Department of Geriatric Cardiology, National Clinical Research Center for Geriatric Diseases, Second Medical Center of Chinese PLA General Hospital, Beijing, 100853, China.
Medical School of Chinese PLA, Beijing, 100853, China.
BMC Cardiovasc Disord. 2024 Aug 13;24(1):420. doi: 10.1186/s12872-024-04082-9.
Accurate prediction of survival prognosis is helpful to guide clinical decision-making. The aim of this study was to develop a model using machine learning techniques to predict the occurrence of composite thromboembolic events (CTEs) in elderly patients with atrial fibrillation(AF). These events encompass newly diagnosed cerebral ischemia events, cardiovascular events, pulmonary embolism, and lower extremity arterial embolism.
This retrospective study included 6,079 elderly hospitalized patients (≥ 75 years old) with AF admitted to the People's Liberation Army General Hospital in China from January 2010 to June 2022. Random forest imputation was used for handling missing data. In the descriptive statistics section, patients were divided into two groups based on the occurrence of CTEs, and differences between the two groups were analyzed using chi-square tests for categorical variables and rank-sum tests for continuous variables. In the machine learning section, the patients were randomly divided into a training dataset (n = 4,225) and a validation dataset (n = 1,824) in a 7:3 ratio. Four machine learning models (logistic regression, decision tree, random forest, XGBoost) were trained on the training dataset and validated on the validation dataset.

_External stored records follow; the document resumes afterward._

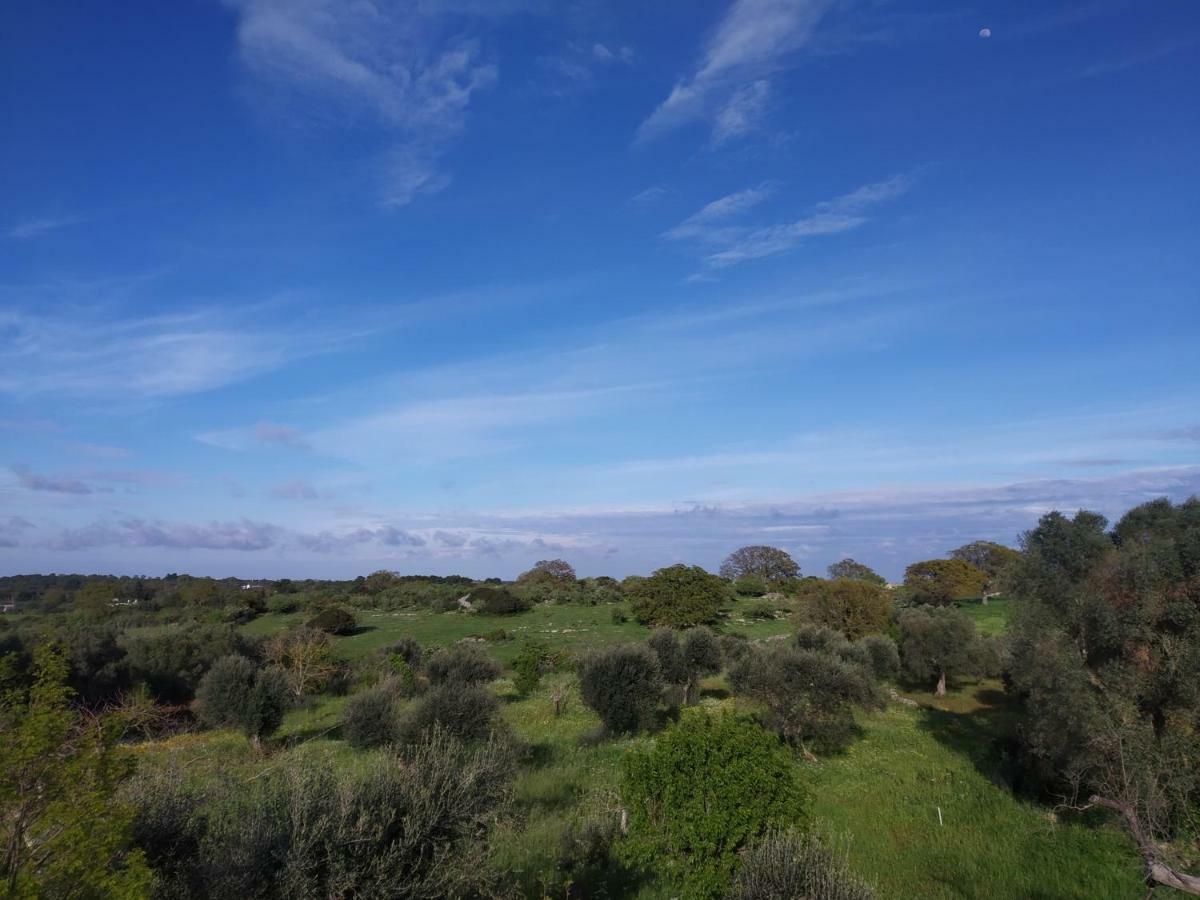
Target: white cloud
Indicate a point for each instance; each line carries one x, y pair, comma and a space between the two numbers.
730, 245
731, 83
373, 58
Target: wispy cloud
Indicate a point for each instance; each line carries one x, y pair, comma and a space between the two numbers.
84, 355
373, 58
727, 244
732, 82
37, 227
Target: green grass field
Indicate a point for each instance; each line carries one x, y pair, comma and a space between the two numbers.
880, 798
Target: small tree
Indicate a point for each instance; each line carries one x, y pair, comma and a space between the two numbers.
707, 789
467, 712
372, 717
678, 597
235, 694
462, 664
769, 564
527, 666
940, 582
334, 621
557, 570
623, 685
853, 606
306, 655
937, 643
850, 568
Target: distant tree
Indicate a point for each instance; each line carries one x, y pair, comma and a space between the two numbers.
705, 791
851, 569
306, 657
853, 606
557, 570
334, 621
678, 597
64, 828
808, 690
235, 694
937, 643
623, 687
462, 664
771, 564
994, 559
940, 582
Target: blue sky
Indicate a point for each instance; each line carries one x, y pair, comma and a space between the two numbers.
316, 287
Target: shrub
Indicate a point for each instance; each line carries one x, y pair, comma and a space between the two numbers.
883, 654
678, 597
797, 864
238, 695
334, 621
623, 685
750, 586
409, 649
462, 711
462, 664
527, 666
372, 717
707, 789
309, 828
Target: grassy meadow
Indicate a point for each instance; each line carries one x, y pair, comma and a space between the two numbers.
880, 798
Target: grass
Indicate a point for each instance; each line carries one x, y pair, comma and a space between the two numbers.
561, 625
990, 618
881, 797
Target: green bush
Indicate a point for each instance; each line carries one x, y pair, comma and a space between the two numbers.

The incidence of composite thromboembolic events was 19.53%. The Least Absolute Shrinkage and Selection Operator (LASSO) method, using 5-fold cross-validation, was applied to the training dataset and identified a total of 18 features that exhibited a significant association with the occurrence of CTEs. The random forest model outperformed other models in terms of area under the curve (ACC: 0.9144, SEN: 0.7725, SPE: 0.9489, AUC: 0.927, 95% CI: 0.9105-0.9443). The random forest model also showed good clinical validity based on the clinical decision curve. The Shapley Additive exPlanations (SHAP) showed that the top five features associated with the model were history of ischemic stroke, high triglyceride (TG), high total cholesterol (TC), high plasma D-dimer, age.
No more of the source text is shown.